Que voulez-vous dire?
Trouet : Les gens semblent oublier qu’en abandonnant les combustibles fossiles, non seulement nous échapperons à l’enfer climatique, mais nous aurons aussi un monde meilleur. Sans parler de l’air plus pur dans nos poumons. Je suis convaincu qu’en 2050, nous ne comprendrons plus comment nous avons pu supporter de respirer un air à ce point vicié pendant si longtemps. Les solutions au problème climatique vont aussi améliorer nos vies, hé, c’est une histoire positive pour l’amour du ciel ! Pour ma part, je suis très enthousiaste par rapport aux perspectives offertes par la voiture électrique. Plus besoin d’attendre dans les stations-service ou de payer l’essence au prix fort. Il suffit de se brancher à la maison ou au travail et c’est parti. Le progrès ne consiste pas seulement à sauver la planète, mais aussi à améliorer considérablement la qualité de vie.

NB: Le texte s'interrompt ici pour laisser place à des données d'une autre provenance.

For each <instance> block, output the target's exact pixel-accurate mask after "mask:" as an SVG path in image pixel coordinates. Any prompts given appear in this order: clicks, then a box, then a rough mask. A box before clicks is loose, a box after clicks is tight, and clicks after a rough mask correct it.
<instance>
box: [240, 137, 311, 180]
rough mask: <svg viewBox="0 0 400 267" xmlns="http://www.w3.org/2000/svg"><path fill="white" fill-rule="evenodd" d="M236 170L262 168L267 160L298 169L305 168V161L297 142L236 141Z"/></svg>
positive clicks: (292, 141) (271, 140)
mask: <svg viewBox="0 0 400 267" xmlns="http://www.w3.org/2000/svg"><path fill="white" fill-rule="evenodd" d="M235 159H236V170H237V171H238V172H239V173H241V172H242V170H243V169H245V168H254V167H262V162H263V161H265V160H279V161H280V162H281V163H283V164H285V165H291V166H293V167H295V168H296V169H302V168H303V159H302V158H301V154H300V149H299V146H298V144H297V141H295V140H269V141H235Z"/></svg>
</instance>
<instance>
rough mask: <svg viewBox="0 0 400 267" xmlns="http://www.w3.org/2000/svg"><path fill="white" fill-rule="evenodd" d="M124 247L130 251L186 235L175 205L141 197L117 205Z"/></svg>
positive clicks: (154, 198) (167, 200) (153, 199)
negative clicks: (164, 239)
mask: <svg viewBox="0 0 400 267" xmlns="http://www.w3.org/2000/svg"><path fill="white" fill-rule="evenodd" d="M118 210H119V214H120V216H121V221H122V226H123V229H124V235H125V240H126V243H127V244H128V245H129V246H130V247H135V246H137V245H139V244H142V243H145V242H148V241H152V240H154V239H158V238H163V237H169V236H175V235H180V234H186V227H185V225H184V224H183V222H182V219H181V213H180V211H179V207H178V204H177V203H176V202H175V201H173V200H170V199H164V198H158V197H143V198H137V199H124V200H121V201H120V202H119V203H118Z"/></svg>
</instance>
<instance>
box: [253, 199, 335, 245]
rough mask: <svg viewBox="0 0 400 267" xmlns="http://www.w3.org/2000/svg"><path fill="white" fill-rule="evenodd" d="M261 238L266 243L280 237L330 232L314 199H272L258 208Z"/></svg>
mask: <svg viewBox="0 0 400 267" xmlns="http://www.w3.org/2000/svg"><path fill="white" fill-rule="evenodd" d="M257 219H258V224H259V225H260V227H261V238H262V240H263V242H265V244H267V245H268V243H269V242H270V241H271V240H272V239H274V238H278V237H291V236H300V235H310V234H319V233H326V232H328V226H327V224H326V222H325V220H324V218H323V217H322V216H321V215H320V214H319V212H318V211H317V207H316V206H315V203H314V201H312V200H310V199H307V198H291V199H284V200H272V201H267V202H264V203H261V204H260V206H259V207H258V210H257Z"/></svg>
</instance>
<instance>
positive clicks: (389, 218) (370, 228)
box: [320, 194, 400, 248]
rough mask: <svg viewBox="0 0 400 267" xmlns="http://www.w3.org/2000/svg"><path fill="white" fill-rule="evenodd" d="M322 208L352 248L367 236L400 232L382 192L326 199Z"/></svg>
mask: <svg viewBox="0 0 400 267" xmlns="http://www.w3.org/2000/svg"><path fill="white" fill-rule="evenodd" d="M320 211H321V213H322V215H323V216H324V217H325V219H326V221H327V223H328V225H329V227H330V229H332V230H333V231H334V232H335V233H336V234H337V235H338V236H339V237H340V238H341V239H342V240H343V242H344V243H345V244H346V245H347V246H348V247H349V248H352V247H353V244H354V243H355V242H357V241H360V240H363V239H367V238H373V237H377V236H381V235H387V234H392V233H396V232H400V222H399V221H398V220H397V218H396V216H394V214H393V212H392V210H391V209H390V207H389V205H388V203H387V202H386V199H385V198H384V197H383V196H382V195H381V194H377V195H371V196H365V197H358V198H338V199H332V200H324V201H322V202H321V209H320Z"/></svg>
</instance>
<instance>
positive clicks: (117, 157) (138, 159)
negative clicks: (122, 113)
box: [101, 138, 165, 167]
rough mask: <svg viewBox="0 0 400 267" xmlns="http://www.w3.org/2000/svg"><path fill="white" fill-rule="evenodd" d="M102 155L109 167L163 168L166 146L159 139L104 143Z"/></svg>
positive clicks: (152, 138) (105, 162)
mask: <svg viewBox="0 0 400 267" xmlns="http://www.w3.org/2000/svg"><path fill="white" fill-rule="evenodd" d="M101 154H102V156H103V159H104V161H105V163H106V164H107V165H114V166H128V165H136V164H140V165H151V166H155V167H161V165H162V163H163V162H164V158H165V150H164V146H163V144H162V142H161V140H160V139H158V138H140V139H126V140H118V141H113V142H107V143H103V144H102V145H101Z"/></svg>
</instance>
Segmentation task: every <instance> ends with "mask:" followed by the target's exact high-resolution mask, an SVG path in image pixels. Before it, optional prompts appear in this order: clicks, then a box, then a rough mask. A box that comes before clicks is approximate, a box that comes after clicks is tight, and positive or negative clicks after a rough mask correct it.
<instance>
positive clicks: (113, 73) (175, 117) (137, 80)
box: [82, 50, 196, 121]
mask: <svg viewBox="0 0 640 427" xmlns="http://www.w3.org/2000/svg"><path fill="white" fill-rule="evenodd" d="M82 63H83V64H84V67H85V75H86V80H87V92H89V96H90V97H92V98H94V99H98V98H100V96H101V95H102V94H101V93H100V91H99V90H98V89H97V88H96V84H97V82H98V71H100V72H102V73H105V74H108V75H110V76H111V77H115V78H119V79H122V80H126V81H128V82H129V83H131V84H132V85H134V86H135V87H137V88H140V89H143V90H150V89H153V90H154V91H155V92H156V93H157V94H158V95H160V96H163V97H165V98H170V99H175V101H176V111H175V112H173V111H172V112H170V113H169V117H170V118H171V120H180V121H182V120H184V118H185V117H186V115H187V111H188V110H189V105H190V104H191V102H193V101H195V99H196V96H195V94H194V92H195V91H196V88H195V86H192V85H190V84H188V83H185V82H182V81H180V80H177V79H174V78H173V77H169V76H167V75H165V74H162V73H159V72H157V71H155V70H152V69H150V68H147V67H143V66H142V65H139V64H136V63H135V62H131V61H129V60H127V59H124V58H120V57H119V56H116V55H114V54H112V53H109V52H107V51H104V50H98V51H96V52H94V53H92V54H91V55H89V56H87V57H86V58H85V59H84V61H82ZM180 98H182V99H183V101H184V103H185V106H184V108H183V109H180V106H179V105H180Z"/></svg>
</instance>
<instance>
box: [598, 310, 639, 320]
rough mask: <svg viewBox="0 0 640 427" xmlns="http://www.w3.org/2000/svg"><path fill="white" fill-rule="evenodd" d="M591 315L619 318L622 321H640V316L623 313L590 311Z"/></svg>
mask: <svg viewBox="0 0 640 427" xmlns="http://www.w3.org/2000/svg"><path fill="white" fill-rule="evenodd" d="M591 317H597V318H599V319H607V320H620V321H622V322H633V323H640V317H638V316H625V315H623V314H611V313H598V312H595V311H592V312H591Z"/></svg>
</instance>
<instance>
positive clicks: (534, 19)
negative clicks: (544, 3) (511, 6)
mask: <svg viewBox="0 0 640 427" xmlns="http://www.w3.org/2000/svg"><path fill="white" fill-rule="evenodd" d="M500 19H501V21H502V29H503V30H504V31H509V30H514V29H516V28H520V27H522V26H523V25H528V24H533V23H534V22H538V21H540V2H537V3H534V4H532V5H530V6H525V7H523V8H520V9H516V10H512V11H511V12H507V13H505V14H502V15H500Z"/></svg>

Oui, mais la voiture électrique n’est pas exempte de quelques critiques : elle est chère, il n’y a pas de stations de recharge partout, la capacité de la batterie n’est pas grande…

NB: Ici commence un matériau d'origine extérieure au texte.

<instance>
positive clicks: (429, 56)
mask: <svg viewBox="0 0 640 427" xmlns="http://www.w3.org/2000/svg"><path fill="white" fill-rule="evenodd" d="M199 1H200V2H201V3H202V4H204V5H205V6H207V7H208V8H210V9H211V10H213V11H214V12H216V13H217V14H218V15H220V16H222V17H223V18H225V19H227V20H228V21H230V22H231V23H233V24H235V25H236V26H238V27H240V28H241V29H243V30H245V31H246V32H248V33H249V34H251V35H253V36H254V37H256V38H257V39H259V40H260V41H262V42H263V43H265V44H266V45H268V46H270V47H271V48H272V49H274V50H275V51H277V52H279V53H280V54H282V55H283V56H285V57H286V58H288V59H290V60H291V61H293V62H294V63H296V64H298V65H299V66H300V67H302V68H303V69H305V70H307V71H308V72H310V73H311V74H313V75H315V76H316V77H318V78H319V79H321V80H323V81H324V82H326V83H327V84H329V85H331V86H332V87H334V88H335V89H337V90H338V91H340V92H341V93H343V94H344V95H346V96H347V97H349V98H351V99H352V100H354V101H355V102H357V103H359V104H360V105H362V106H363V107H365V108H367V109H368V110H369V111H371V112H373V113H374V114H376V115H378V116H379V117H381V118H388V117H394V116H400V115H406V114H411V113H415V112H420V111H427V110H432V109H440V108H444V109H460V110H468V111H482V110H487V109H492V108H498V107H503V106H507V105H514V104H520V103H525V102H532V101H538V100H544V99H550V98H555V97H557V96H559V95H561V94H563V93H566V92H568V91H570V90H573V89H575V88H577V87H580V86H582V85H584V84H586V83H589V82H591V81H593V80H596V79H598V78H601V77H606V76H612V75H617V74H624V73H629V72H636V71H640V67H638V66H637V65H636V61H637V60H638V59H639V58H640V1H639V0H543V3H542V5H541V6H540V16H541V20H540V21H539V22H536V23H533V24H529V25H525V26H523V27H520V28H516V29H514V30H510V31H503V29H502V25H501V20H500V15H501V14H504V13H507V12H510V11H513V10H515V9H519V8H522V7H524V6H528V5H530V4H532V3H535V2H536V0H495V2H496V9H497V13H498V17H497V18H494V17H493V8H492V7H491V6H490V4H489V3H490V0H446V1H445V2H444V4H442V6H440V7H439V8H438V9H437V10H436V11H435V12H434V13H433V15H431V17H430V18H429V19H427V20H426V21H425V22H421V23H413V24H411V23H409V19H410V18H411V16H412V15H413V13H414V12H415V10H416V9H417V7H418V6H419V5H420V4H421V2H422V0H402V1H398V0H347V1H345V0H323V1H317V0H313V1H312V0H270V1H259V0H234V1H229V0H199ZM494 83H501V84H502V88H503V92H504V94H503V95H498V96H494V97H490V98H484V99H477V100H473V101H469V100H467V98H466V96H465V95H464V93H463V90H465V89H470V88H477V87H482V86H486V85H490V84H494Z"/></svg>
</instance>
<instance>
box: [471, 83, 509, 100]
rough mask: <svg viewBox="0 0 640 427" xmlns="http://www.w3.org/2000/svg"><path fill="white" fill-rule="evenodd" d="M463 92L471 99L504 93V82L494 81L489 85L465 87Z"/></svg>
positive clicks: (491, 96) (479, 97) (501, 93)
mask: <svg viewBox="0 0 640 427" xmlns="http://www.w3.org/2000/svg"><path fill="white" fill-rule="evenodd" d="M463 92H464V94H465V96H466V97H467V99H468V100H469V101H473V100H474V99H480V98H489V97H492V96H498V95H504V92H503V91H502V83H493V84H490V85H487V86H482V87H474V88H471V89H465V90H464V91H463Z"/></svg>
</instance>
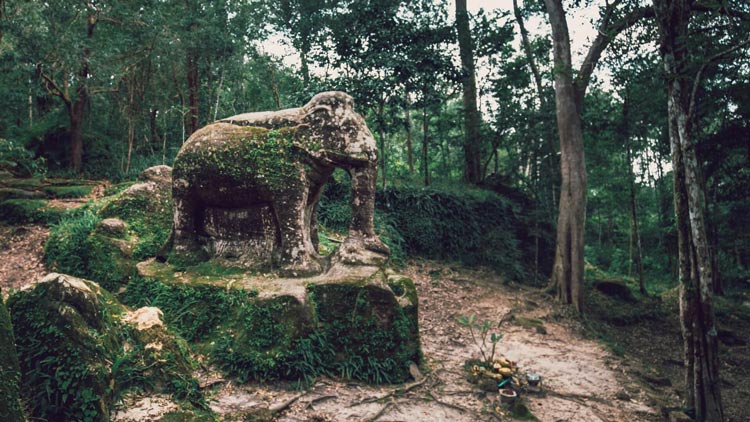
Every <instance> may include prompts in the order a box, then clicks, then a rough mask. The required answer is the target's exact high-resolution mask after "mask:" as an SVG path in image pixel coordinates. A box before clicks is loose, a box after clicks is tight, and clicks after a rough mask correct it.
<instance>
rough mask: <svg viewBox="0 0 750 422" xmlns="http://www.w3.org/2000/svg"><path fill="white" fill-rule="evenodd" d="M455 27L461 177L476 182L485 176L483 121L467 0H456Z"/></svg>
mask: <svg viewBox="0 0 750 422" xmlns="http://www.w3.org/2000/svg"><path fill="white" fill-rule="evenodd" d="M456 28H457V30H458V47H459V53H460V55H461V68H462V69H461V70H462V72H461V85H462V87H463V103H464V109H463V113H464V177H465V179H466V181H467V182H469V183H478V182H480V181H481V180H482V177H483V176H484V175H483V174H482V166H481V155H480V148H481V132H480V122H481V120H482V118H481V115H480V113H479V109H478V108H477V81H476V74H475V71H474V41H473V39H472V36H471V28H470V26H469V13H468V11H467V10H466V0H456Z"/></svg>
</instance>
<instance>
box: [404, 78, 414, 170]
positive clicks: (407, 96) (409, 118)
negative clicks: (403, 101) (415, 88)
mask: <svg viewBox="0 0 750 422" xmlns="http://www.w3.org/2000/svg"><path fill="white" fill-rule="evenodd" d="M404 97H405V101H404V126H405V127H406V156H407V161H408V162H409V174H414V146H413V145H412V141H411V117H410V115H409V107H410V104H409V91H408V90H407V91H406V93H405V94H404Z"/></svg>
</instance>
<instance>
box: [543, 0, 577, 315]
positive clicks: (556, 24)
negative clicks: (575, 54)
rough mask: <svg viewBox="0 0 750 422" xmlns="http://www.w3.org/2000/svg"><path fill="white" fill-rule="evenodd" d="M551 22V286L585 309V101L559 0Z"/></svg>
mask: <svg viewBox="0 0 750 422" xmlns="http://www.w3.org/2000/svg"><path fill="white" fill-rule="evenodd" d="M545 4H546V5H547V12H548V14H549V20H550V25H551V26H552V42H553V53H554V63H555V69H556V71H555V106H556V109H557V113H556V114H557V130H558V133H559V136H560V153H561V156H560V173H561V177H562V183H561V188H560V207H559V214H558V218H557V245H556V249H555V263H554V265H553V268H552V276H551V278H550V287H551V288H553V289H554V290H555V291H556V293H557V297H558V299H559V300H560V301H561V302H563V303H565V304H572V305H573V306H574V307H575V309H576V310H577V311H578V312H579V313H583V267H584V265H583V264H584V262H583V244H584V243H583V242H584V238H583V233H584V224H585V221H586V165H585V161H584V160H585V158H584V152H583V132H582V130H581V116H580V108H581V105H580V104H578V103H577V101H576V96H577V95H576V87H575V86H574V84H573V77H572V68H571V56H570V37H569V35H568V24H567V22H566V19H565V11H564V10H563V8H562V2H561V0H545Z"/></svg>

Trouet : Les premiers téléphones portables n’étaient-ils pas eux aussi inabordables ? Et la courte autonomie est un argument ridicule pour les Belges. De nombreuses voitures électriques peuvent parcourir 500 kilomètres avec une seule charge. Vous pouvez donc vous rendre de Knokke-Heist à Arlon sans problème. La quasi-totalité des déplacements domicile-travail en Belgique est possible avec des voitures électriques, même sans réseau de bornes de recharge. En outre, les personnes possédant une voiture électrique ne doivent renoncer à aucun de leurs luxes actuels. Bien sûr, il serait préférable que tout le monde se déplace en train et à vélo – on ne peut pas résoudre le problème des embouteillages en remplaçant toutes les voitures diesel et à essence par des voitures électriques, par exemple – mais cela n’arrivera pas. Ces solutions, qui ne nécessitent pas de changement radical, garantissent la transition la plus rapide.
Schops : On entend parfois dire que si cela dépend des climatologues, tout le monde devra vivre plus chichement et que l’on ne pourra se doucher qu’avec de l’eau de pluie. Ce n’est pas vrai, bien sûr. Mais je veux aussi rendre ces gens heureux contre leur gré. (rires)

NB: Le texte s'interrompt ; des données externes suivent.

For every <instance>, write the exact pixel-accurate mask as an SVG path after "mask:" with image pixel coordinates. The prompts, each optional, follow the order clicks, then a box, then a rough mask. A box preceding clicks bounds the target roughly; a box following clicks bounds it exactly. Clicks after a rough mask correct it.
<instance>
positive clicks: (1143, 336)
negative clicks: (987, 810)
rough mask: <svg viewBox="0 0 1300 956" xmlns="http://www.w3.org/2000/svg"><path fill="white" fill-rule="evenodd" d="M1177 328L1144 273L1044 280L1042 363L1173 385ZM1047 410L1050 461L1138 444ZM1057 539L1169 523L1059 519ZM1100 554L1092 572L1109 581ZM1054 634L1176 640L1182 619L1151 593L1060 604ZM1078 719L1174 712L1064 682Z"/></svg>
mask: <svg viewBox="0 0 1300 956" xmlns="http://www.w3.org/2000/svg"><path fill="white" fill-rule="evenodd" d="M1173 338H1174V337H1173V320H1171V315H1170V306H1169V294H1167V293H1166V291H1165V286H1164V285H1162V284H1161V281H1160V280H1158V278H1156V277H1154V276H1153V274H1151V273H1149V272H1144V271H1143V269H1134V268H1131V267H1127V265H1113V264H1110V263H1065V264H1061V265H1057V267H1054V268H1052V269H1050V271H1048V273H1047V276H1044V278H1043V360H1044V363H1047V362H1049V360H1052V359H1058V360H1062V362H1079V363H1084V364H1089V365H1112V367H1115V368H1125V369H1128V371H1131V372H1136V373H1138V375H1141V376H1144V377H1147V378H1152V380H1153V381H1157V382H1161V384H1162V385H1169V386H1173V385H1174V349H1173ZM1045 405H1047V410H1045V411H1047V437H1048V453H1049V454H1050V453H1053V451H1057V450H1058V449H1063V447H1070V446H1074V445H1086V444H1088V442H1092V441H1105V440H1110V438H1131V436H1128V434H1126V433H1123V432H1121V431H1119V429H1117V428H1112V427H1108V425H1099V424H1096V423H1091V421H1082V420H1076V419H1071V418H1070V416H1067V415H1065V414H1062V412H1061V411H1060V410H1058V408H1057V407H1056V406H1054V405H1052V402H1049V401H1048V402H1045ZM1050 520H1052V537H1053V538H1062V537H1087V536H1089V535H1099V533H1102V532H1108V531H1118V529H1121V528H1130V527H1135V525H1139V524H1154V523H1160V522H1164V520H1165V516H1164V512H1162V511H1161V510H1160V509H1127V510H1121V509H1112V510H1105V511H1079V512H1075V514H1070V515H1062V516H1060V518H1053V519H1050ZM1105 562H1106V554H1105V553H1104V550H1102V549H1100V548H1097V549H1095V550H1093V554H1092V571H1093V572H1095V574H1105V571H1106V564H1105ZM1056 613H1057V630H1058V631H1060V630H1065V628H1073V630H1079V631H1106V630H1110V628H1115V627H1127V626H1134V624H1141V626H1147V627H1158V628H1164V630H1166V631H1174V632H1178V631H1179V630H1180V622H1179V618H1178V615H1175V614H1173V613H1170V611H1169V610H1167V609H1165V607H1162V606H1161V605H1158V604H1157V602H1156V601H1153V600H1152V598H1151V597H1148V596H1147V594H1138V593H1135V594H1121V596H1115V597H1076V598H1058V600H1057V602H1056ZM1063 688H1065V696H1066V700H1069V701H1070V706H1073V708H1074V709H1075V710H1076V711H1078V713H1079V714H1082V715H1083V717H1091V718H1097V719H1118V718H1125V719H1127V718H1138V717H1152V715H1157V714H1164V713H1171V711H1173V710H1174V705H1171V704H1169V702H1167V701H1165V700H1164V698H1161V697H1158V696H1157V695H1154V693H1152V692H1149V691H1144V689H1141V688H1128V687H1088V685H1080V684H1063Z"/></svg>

Qu’est-ce que vous entendez par là ?
Schops : Même si vous n’aimez pas l’eau potable et l’air pur, vous en bénéficierez quand même. Les solutions au problème climatique amélioreront la vie de tous. Cela dissipe sûrement tout défaitisme ?
Vos discours séduisent les décideurs politiques et le monde des affaires. Mais séduisent-ils aussi les citoyens ?
Trouet : Le changement climatique est un problème mondial qui nécessite des solutions systémiques. Les citoyens seuls ne peuvent pas faire grand-chose à ce sujet. Ça ne veut pas dire qu’on ne doit pas faire quelque chose quand même. Ne fut-ce que pour se sentir bien dans sa peau et garder le moral. Dans mon université, par exemple, vous pouvez jeter vos déchets de cuisine sur un tas de compost destiné au jardin public. Que signifient mes huit litres de déchets de cuisine par semaine dans le grand combat ? Presque rien. Mais je me sens bien en faisant quelque chose de positif chaque semaine. C’est un marathon, les amis, pas un sprint. Nous devrons continuer à le faire pendant longtemps. Même les petites choses aident et l’océan n’est, après tout, qu’une collection de gouttes.